Even though there are serious limitations on landlords’ ability to evict tenants while emergency COVID-19 measures are in place, tenants are still responsible for paying their rent. This means that everyone who has the means to pay rent should do so on schedule.

Renters and lodgers aren’t on their own. If you are a renter whose income has been adversely affected by the coronavirus lockdown, you may be eligible for financial assistance under the Chancellor’s worker support package. Nearly £1bn in renters’ support has been allotted under the plan, with the aim of keeping renters out of arrears.

Landlords are protected, too

Just as landlords are barred from evicting tenants without ample notice, banks are being asked to help shoulder the load. Landlords who find themselves without rental income can ask for support from their lenders. Among Government measures aimed at protecting renters and landlords is a three-month mortgage payment holiday for those with Buy to Let mortgages.

UK Finance urges loan recipients not to cancel direct debits without first notifying their lenders. The mortgage holiday is intended to help, but arrangements must be made beforehand. Furthermore, guidance from UK Finance states that “Landlords are expected to pass on this relief to their tenants to ensure that they are supported during this time.”

Mortgage payment holiday protocols

Payment holidays aren’t a form of loan forgiveness. Instead, they are a set period of time during which loan payments may be put on hold when necessary. Property owners seeking relief via the UK mortgage payment holiday scheme must apply with their lenders. Many lenders offer details and payment holiday applications online.

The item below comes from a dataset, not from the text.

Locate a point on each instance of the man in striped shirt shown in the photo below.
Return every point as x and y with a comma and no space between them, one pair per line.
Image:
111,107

The current COVID-19 mortgage payment holiday is eligible to buy-to-let landlords who are up to date on mortgage payments, and who have tenants who have lost income due to the impact of coronavirus. No documentation is required; instead, landlords must simply self-certify that their income has been adversely impacted by COVID-19.

UK Finance gives lenders the option of offering a payment holiday to landlords who are behind on their mortgage payments, depending on individual circumstances.

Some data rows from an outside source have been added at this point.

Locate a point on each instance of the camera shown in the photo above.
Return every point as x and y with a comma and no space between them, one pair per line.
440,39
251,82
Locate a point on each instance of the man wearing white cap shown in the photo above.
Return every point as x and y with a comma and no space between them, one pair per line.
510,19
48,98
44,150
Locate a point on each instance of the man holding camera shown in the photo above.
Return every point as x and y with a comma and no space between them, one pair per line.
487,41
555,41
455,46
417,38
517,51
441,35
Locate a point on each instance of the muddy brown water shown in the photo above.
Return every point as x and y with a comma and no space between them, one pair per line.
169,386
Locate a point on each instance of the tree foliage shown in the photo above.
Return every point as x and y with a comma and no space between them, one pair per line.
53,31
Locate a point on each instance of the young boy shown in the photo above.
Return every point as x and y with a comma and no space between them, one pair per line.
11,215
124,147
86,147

Furthermore, there is a three-month buy-to-let possession moratorium, which began on 19 March 2020. No homes will be repossessed during the moratorium, although lenders may issue a formal demand to make their customers aware of impending possession proceedings.

UK Finance reassures landlords and other homeowners with mortgages that “Firms will treat customers sympathetically and consider their circumstances on a case-by-case basis.” Plans for repayment will be made individually as banks strive to support consumers and prop up the economy.

What tenants and lodgers can do

Whether you’re sharing a flat or renting an apartment on your own, it’s a very good idea to approach your landlord if you know (or suspect) that you won’t be able to pay the rent on time. Even though renters are protected from eviction during coronavirus, you can rise to the occasion by working out a plan for paying past due rent once you’re able to do so.

As an example, you might be able to offer partial rent for the time being, and your landlord may agree to let you spread any missing payments out over several months once lockdown comes to an end and life starts to look more normal.

Although this conversation might be difficult, notifying your landlord ahead of time will give them an opportunity to seek relief for their own mortgage if needed. In turn, they can pass that leniency on to you.

Final thoughts

Whether you are a landlord, a tenant, or a lodger, there’s help. Communication is key and by agreeing to uphold our obligations in the months to come, we can reassure and support one another as we navigate the uncharted waters of COVID-19.